Bum! Cedric memukul pria itu dengan telak, membuatnya terhempas dua langkah ke belakang. Aku melihat kesempatan itu dan langsung mengambil tindakan.
“Imagination: Binding Chain!” seruku dengan penuh konsentrasi.
Cring! Cring! Rantai-rantai berkilauan muncul dari udara, melilit tubuh pria itu dan membuatnya tak bisa bergerak. Freya segera meraih Elsa dan membawanya lari dari situasi berbahaya. Misi penyelamatan selesai, tetapi sekarang kami harus menghadapi pria ini dan mencari cara untuk kabur secepatnya.
“Kalian lumayan juga, tapi ini belum ada apa-apanya,” pria itu berkata sambil menyeringai. Dia melompat dan memukul lantai dengan keras.
Bum! Kami terhempas oleh gelombang energi dari pukulannya. Rasanya seperti dihantam palu godam. Aku terhuyung-huyung, berusaha tetap berdiri.
“Dia sebenarnya Hyper tipe apa?” gumamku, melihat gerakannya yang begitu cepat dan kuat.
Flash! Dalam sekejap, dia sudah berada di sebelah kananku, siap memberikan pukulan.
Bum! Pukulan berdentum, berhasil kutangkis dengan kedua tangan yang menyilang, namun tetap membuatku terdorong jauh. Tubuhku terasa sakit, tetapi aku harus bertahan.
Dia bergerak lagi, kali ini mengincar Cedric.
Flash! Satu tendangan terarah ke kepala Cedric seperti atlet taekwondo. Cedric berhasil menepisnya beberapa kali, namun pria itu terus menyerang tanpa henti. Satu sleading ke bawah, Cedric melompat, menghindari hantaman.
Bum! Pukulan ke bawah mengenai lantai yang kosong. “Kau cukup kuat ya,” ucap pria itu, suaranya penuh ejekan.

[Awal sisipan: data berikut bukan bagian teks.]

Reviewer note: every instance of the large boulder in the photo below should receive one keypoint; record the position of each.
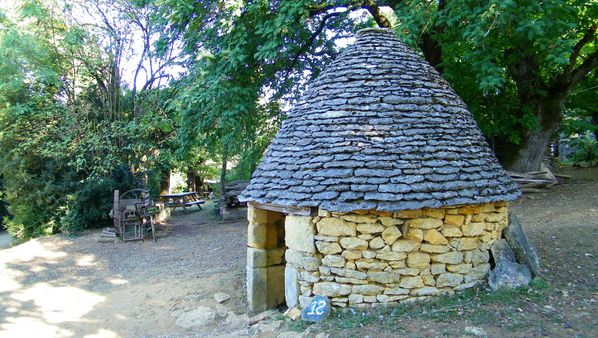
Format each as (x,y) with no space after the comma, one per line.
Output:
(507,272)
(522,247)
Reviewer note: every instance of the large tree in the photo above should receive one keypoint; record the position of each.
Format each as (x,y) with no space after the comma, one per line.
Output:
(513,62)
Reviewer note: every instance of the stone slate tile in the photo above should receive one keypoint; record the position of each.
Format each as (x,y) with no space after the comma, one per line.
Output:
(379,129)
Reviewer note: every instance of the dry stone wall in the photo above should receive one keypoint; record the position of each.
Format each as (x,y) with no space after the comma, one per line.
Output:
(364,258)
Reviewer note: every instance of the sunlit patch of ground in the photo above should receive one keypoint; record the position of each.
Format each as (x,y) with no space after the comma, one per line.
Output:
(59,287)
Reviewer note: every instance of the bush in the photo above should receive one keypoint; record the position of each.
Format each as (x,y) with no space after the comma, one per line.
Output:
(587,150)
(92,201)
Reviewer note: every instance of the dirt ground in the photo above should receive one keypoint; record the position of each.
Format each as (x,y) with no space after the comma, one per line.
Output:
(60,287)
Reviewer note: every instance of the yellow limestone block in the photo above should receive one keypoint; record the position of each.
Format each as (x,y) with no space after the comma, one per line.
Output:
(432,236)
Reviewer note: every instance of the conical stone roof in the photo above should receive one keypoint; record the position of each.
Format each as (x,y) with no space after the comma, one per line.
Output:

Flash! Lagi-lagi, dia menghilang dan muncul kembali dengan gerakan yang sangat cepat. Aku hampir tidak bisa mengikuti gerakannya.
Bum! Pukulan pertama berhasil ditangkis Cedric, tetapi pukulan kedua—Bum!—lebih kuat. Cedric tidak bisa menangkis, pukulan pertama hanyalah tipuan. Cedric terhempas, terpelanting dan menjebol tembok.
“Ini belum berakhir, anak muda!” Pria itu melompat setinggi dua meter ke arah Cedric yang masih terkapar. Di tangan kanannya, pisau kecil siap menusuk keras ke bawah.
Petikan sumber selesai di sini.